The YF-17 was originally supposed to be produced in two separate variants. One a fighter (the F-18) and the other an attack aircraft (the A-18). Flight computer improvements made it possible to combine the two aircraft with flight characteristics that differed for the two different roles thus, the F/A-18.
Adrian
RE: The F-16 concept versus its rivals
I think the F-16 is not a F-15E counterpart, only the Su-27 can be called an F-15E equivalent however the Su-27 is a semi hybrid of the F-15 and F-16.
No, the Su-27 had original specs to be at least 10% better than the F-14A and F-15A. The Su-27 is larger than its American counterparts. This requirement to be at least 10% better than the Americans is in part, the reason it took so long to develope the Su-27. All three aircraft programs started in 1969. The F-14A became operational in March of 1974. The F-15A became operational Nov. 14, 1974, while the Su-27 became operational with the PVO in Nov. 1985 and the V-VS in mid 1988.
The limited radar ability and no BVR ability in the early models was so as not to be a threat to F-15 procurement. I.E. what if the USAF could get by without spending money on expensive air to air only F-15s?
The USAF considered the F-16 a threat to the F-15, not because it was but, because Congress lacked the sophistication to tell the difference. Reguardless of weapons, the F-16 was never designed to deal with the MiG-25 (and the like) at altitude. The F-16A was designed to be a daylight fighter. It is the pods and additional equipment that made the F-16 the all around fighter we know today.
Adrian
RE: Can planes get any better?
Rostislave Belyakov Chief Designer for Sukhoi stated in an interview that the Su-27 is capable of withstanding 13G’s.
Adrian
RE: Three questions about radars
Can the F-22 detect that he has been detected
Yes, and the ALR-94 can determine the transmission source’s range (time of arrival technique) and angular accuracy of ±2º. Accurate enough to target a Slammer Missile to the target!
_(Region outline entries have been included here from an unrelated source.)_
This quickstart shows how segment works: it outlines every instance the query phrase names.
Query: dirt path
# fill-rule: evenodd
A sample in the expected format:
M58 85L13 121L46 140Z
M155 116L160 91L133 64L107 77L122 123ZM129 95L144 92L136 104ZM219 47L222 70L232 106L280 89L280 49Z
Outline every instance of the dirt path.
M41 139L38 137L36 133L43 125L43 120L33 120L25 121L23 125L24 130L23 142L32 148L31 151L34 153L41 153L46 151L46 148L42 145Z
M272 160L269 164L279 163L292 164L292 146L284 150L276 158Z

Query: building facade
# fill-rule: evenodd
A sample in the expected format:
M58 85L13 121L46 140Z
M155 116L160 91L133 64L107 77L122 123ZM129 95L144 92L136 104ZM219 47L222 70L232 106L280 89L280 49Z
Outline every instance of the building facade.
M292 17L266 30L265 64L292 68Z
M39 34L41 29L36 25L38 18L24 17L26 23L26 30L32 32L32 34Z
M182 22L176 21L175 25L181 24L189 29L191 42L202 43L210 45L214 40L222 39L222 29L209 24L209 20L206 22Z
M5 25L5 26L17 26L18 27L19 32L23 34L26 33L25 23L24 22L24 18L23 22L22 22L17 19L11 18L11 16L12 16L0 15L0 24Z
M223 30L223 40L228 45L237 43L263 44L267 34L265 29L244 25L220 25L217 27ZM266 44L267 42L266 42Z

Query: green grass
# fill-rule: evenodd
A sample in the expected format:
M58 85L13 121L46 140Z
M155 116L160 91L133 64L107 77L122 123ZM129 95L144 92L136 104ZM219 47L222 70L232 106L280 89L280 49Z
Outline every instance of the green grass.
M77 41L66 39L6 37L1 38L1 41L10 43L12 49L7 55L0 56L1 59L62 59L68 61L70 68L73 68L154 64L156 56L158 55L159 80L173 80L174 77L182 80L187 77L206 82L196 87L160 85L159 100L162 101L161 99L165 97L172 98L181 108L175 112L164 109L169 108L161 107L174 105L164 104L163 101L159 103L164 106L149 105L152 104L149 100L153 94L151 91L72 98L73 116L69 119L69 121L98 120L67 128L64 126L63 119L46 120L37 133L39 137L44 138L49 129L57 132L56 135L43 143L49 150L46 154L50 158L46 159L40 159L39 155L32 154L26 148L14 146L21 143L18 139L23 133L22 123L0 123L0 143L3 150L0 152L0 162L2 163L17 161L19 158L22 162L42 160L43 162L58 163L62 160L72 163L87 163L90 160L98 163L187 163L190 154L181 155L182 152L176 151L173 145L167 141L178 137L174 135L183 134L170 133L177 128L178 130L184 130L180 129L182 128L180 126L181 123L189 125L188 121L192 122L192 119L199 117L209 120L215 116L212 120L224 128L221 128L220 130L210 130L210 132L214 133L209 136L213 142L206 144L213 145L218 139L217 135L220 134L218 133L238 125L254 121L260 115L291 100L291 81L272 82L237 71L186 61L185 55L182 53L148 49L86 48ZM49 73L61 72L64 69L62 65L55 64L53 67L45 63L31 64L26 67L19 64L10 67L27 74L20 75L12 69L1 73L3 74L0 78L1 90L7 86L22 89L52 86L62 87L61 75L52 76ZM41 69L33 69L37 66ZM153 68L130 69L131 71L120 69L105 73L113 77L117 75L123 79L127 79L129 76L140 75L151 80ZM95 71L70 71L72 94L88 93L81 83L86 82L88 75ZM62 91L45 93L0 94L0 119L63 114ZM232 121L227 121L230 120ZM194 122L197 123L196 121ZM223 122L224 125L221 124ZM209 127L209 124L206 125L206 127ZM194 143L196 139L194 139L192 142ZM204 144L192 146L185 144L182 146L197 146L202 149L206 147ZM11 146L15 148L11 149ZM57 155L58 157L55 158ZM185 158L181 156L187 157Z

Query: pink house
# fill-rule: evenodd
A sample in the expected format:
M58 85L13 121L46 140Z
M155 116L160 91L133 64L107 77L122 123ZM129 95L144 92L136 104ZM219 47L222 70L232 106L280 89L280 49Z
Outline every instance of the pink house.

if you don’t have the emitter characteristics in your database, you can conclude little.
If the ALR detects hostile emissions, but doesn’t have an entry in it’s database on that particular emitter, it can’t approximate the range
That is what “air intelligence” is all about. Obtaining information without ever encountering the potential enemy. Remember, by 1986 the KGB/GRU had provided the Soviet AF commanders the complete specs for the F-117, they thought the information was ‘mis-information’ from Lockeed! The commanders did not believe the intelligence estimates until Jan. 1991, then they believed the reports.
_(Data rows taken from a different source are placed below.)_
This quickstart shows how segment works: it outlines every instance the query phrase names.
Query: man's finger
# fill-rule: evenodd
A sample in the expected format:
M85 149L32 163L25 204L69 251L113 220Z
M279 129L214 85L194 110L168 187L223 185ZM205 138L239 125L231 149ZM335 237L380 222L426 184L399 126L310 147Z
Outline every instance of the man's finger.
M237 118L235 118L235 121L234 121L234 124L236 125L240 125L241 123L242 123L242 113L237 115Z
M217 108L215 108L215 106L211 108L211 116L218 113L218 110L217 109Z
Using signal levels alone to determine the range will get you nowhere
Power level is just one element in determining detection range. Knowing the RCS of your aircraft, the power level, frequency, characteristics, etc. all go to making a fairly accurate estimate as to the range at which your aircraft can be detected.
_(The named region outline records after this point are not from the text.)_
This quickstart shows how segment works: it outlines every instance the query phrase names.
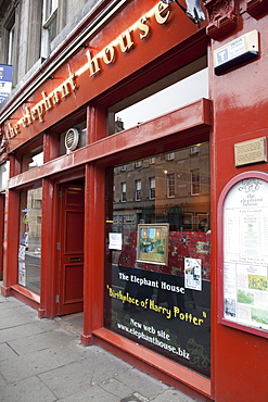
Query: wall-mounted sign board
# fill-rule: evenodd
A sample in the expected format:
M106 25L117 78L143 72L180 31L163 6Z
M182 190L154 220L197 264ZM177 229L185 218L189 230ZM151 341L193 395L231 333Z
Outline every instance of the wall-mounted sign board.
M219 201L219 321L268 338L268 174L238 178Z
M266 137L235 143L234 161L237 167L252 163L267 162Z
M240 36L214 51L214 71L219 75L227 70L258 56L258 32Z

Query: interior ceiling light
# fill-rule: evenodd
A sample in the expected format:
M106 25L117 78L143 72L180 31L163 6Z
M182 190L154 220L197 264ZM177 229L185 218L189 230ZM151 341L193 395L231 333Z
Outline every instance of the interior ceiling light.
M205 21L206 16L200 5L201 0L186 0L187 9L180 4L178 0L162 0L163 3L169 4L176 2L183 13L189 16L189 18L200 27L200 22Z

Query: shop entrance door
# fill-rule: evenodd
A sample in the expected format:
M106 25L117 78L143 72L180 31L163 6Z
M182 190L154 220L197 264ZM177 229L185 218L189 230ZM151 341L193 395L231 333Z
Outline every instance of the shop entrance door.
M80 181L60 186L59 315L84 310L84 193Z

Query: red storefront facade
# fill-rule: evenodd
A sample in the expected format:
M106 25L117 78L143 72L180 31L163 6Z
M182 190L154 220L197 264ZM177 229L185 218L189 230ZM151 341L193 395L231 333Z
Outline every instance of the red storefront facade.
M267 2L207 1L192 17L176 2L111 4L1 110L10 161L2 294L41 318L84 311L82 344L199 400L265 401L266 248L248 234L235 243L240 260L225 200L242 180L267 181ZM159 112L150 98L149 117L116 129L122 111L169 87L168 111L161 92ZM65 134L72 141L77 131L84 142L66 152ZM261 238L265 206L254 200L261 212L248 202L242 212ZM251 240L261 242L252 254Z

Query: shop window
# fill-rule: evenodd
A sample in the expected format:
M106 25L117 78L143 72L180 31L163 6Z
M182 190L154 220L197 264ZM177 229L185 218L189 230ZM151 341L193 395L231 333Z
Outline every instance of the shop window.
M104 326L209 377L209 143L199 147L194 161L202 199L189 193L191 147L173 150L177 169L170 176L167 153L144 159L139 179L131 168L135 161L127 164L127 176L119 166L112 167L112 174L109 169L107 180L112 183L107 188L114 186L115 193L123 189L126 193L127 187L132 189L142 180L149 183L150 197L142 198L137 208L131 201L118 202L118 197L113 202L107 193L107 222L113 222L113 216L118 218L106 233ZM166 197L168 176L171 198ZM116 249L110 248L109 233L122 235Z
M18 285L40 293L42 188L21 192Z
M191 171L191 196L197 196L200 193L200 169L195 168Z
M208 98L206 56L112 105L109 109L109 135L139 127L141 123L201 98ZM118 129L118 122L122 129Z
M167 174L167 198L175 197L175 173Z
M135 201L141 201L141 180L135 180Z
The F-22 has an offensive display screen and a defensive display screen. Symbology on the screens shows circles around ground radar sites at which the F-22 can be detected and a cone shaped area in from of a fighter symbol that indicates how far away the F-22 can be detected. So the pilot can determine what tactics he will use.
Adrian
RE: state of the Israeli Air Force
Janes Book of Aircraft 2005/2006 credits the Israeli AF with 280 F-16’s (of all variants), after the F-16I’s are delievered. They also stated that the Egyptian AF has 220 F-16’s.